Pancakesandcream33 · Yesterday 00:28

If you think people don't drink or say they don't drink just to feel superior, are you saying that them not drinking makes you feel inferior? That's usually what that means.

No I’m saying that it’s a common theme on here that people like to be condescending and disproportionately critical of other people’s fairly innocuous choices. Most people know that alcohol isn’t great for you but only on MN have I ever seen such hyper disdain and OTT reactions to it. The word alcoholic is thrown around willy nilly.

It’s not just about alcohol mind, there are lots of topics where people are smug and superior and want to portray their own lives and choices as somehow at a higher standard than others.

quackers7 · Yesterday 07:43

Warmlight1 · Yesterday 06:50

But if alcohol is bad for the body then not using it is superior? I mean objectively that's a fact?
So that being the case what's wrong with ' feeling' that? It means the feeling corresponds with reality. A culture which feels good about using something that's bad for health and well being is what's questionable, surely?

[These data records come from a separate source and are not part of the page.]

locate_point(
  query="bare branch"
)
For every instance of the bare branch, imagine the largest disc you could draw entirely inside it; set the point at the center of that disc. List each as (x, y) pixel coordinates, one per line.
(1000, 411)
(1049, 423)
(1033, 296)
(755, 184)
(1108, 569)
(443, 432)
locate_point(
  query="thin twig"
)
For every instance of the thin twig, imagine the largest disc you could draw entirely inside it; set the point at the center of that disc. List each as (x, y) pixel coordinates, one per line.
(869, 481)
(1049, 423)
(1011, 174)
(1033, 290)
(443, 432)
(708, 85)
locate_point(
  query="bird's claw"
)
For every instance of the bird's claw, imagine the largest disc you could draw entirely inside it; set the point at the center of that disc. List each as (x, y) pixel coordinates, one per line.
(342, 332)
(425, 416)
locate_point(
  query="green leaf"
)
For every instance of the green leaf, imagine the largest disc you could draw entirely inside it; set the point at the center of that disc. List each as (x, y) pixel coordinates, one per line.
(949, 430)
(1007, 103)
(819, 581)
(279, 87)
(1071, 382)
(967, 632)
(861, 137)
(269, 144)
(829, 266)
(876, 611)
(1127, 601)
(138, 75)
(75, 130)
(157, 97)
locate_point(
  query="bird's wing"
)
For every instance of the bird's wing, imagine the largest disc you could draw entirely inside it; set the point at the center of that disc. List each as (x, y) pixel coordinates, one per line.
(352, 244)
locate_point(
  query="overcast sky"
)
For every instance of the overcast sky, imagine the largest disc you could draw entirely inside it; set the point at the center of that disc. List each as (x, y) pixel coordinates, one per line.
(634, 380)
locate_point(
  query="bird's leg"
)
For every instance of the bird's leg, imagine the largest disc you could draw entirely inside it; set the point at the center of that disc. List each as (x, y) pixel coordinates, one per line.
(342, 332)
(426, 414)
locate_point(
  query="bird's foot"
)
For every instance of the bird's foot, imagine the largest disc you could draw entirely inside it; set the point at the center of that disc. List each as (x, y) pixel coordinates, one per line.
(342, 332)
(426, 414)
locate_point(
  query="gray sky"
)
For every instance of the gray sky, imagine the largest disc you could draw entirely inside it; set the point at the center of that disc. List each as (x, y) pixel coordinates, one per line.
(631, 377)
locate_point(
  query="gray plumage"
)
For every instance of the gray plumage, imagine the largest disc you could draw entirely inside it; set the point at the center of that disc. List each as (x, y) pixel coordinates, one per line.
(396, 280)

I suppose it boils down to whether you’re the type of individual to need that feeling of superiority over others. I mean you’re not wrong, but would I look at someone and think they are lesser than me because they drink or smoke? No. And I wouldn’t look at someone who is tee total and health conscious and see them as a high calibre, virtuous human that I need to aspire to be like.

I just don’t think that these things really define a persons character.